The mining sector in Mozambique has seen several recent large-scale investments – predominantly from Australian mining firms – that speak to the sizable returns that the industry has to offer. In the mining and processing of heavy mineral sands, Kenmare Resources invested $106m in Q3 2020 in moving its West Concentrator Plant at the Moma Titanium Minerals Mine in northern Mozambique. Enabling access to the high-grade Pilivili ore zone, the relocation will allow the firm to reach its targeted output of 1.2 million tonnes per annum of ilmenite and co-products by 2021. The Moma Mine currently represents the fourth producer of titanium dioxide feedstocks globally. In addition to contributing roughly five per cent to domestic exports, the mine employs over 1,300 Mozambican nationals. Other large-scale operations include Syrah Resources’ Balama project, which carries a graphite production capacity of 350,000 tonnes per annum and accounts for 40 per cent of the global graphite market, exporting primarily to China and the United States.

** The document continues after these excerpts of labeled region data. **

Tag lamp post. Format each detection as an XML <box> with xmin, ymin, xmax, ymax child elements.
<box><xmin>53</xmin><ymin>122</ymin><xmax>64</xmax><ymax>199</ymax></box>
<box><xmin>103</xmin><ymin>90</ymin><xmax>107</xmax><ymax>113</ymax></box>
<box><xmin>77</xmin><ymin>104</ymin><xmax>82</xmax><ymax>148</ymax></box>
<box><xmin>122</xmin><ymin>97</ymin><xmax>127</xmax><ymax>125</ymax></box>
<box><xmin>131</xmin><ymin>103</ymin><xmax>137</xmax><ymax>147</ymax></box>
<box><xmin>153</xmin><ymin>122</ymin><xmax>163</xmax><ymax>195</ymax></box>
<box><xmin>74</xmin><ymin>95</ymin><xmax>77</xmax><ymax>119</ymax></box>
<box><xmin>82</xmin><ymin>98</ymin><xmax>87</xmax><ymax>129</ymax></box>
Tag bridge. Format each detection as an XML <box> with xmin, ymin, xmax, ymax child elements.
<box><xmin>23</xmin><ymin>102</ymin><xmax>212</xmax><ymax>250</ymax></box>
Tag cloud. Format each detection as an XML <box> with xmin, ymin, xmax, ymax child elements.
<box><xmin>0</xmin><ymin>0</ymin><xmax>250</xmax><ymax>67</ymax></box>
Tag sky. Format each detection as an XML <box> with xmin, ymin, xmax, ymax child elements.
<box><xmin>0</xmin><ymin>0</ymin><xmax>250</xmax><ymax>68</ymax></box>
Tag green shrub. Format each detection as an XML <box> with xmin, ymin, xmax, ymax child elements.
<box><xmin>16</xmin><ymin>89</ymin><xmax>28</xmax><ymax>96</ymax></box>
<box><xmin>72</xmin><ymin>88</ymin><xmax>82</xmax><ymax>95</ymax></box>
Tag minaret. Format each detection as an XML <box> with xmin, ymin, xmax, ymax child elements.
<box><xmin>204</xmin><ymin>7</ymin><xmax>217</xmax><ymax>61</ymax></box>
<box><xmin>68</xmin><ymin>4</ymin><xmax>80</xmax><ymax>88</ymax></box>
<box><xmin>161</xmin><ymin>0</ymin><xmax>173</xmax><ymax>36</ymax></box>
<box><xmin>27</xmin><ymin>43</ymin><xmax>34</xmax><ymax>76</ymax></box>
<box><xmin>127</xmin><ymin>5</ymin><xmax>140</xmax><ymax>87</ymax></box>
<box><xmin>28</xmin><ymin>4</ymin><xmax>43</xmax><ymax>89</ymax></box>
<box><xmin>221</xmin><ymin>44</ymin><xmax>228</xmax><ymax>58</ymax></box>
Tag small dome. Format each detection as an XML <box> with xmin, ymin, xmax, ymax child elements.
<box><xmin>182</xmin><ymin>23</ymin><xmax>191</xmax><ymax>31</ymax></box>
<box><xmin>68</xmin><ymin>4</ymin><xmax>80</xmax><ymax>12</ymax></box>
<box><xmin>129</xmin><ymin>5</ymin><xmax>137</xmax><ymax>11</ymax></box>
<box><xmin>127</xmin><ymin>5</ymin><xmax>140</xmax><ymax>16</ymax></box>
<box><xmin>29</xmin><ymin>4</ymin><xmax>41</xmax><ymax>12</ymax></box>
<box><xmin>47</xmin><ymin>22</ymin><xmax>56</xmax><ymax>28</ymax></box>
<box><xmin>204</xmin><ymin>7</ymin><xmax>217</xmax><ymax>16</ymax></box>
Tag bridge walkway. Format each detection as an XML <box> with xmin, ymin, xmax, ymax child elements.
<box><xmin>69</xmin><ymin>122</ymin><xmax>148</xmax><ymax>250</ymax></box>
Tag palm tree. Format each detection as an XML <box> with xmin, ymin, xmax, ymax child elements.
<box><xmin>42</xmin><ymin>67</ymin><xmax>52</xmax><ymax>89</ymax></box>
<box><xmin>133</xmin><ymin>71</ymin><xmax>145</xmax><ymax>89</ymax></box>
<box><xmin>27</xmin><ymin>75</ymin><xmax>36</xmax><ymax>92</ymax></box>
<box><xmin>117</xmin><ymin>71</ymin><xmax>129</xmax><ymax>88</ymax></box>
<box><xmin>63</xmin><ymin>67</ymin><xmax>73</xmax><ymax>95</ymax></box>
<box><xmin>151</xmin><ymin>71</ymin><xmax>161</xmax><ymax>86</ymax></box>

Precious minerals remain largely untapped, with gold deposits in the provinces of Niassa, Tete and Manica drawing growing attention from local and foreign investors. London-listed sustainable mining firm, Gemfields, for example, invested $130m into its 75 per cent-owned Montepuez ruby mine, which harnesses ruby deposits in northern Mozambique and produced 1.2 million carats in 2020. Moreover, the regulatory push from the Mozambican government for artisanal and smallholder miners to legitimise their businesses may unlock further commercialised, large-scale mining activities.

 

Smart mining as the future

A key determinant of mining opportunities in Mozambique and across the continent is the global energy transition, which has driven demand for certain minerals needed to fuel electric vehicles and vehicles that rely on hydrogen fuel cells. Mozambique – as well as Tanzania and Madagascar – holds substantial quantities of graphite, which is used in the production of lithium-ion batteries. While green investors have traditionally excluded mining from their portfolios due to its association with carbon-intensive coal mining, a more sustainable model is emerging through the extraction of environmentally-friendly resources. The Caula Graphite and Vanadium Project in northern Mozambique, for example, is being positioned by its developers as a low-cost supplier to the vanadium-flow and lithium battery markets that back electric vehicles and energy storage systems.

On a similar note, an initiative from the World Bank – Climate-Smart Mining – aims to ensure that mining is climate-friendly and sustainable for mineral-rich developing countries, and that benefits of extraction are extended beyond just crude revenues. Accordingly, the initiative takes a sustainable resource management approach, focused on utilising renewables to power mining operations (instead of diesel or coal) as well as recycling extracted minerals in a way that yields long-term benefits for local communities. For rising mining players like Mozambique, the establishment of a circular economy that maximises the full scope of its resources will be integral to building a mining value chain that serves all stakeholders.